Later, Bill Christman took us on a drive around their neighborhood, saying in an unassuming voice that he'd show us his "studio," as if it weren't anything big. It ended up being one of the most astounding places I've ever seen: a huge BYOB called Joe's Cafe with attached stage for Bluegrass and Jazz bands and a massive yard outside littered with crazy found art and landscaped waterfalls, chairs and tables everywhere, and quiet places to sneak away with someone pretty and make out. "I've been doing this for four years," Bill said, "Every Thursday, about 450 people come through and have a good time." We marveled at it all, empty on a Sunday afternoon, and I thought to myself that the whole world should look like this, a place so dynamic and open, that this is how our lives should be. I looked at Bill, and thought about what it must be like to be him, to know you have created such a place, and to know that it is good, and that whatever else happens, at least you'll always have this. "I think this place of yours is really remarkable," I told him, and he thanked me like he almost forgot it was even the case. The next time we come through St. Louis, it'll have to be on a Thursday, we told him, and when it is, we'll have to swing on through.
Now, we are packing our things and gearing up for another day on the river. With June nearing its end, the first half of our trip is done and the second is about to begin. Thank you to everyone who has followed us this far, and I hope you'll stick with us until the end. More than that, I hope that if you have found in our journey something inspiring or even remotely remarkable, you will, as Susie Orr put it, pay it forward. The world needs excited people. This country needs excited people. Please don't be scared to join in the fun.
Best wishes and enjoy the pictures.
Love,
TMP
4 comments:
Hi Gabe, D,Kevin and Ryan,
I have enjoyed reading about your adventure, thinking of you on the river while we celebrated the Summer Solstice at the Stone Arch Bridge last week. Kayaks dancing in the river. I am longing to hear more about your experience on the river, the other river rats you run into, the details of the river. but it is your trip. Enjoy the ebb, flow and unexpected eddys. Take good care, AS's mum
This is on the overall blog that I read today-
Great pictures . .
You guys are crazy . .
And I gotta say . . Jeebus Gabe you have entirely too much talent in the writing department. It almost makes me jealous, really.

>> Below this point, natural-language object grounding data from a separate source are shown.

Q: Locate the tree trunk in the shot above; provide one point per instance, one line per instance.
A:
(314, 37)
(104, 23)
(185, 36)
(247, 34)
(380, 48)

I know I've said this so many times but . . I'm just shell shocked from the whole thing, really. I absolutely adore it,
Your adventure sounds rough, (sorry about your guitar. . I'd probably cry if someone stole my piano, although that wouldn't happen on the trip. . Much too big to bring with me), but your adventure sounds inspirational. . . And one of those trips that you will never forget.
=]
I never questioned your motives gabe, you have to do what you have to do... road, river, and/or doojhooplex; the show must go on!
Ill be mourning about your guitar for a while... but dont worry man, try to imagine either a bum making his living with that thing or someone feeling hella happy with their new guitar... universal conservation of happiness, you took the down side this time... but oh boy haven´t you had the up side quite a few times!
"the rest of us checked our email in the Presidential Library (never actually seeing anything in the library besides our Gmail accounts and Facebook profiles; oh, the sad truths of our generation)"
Brilliant!
Good talkin' the other day, Gabe. Hope I made some sort of sense ... oh dear. I am not a role model.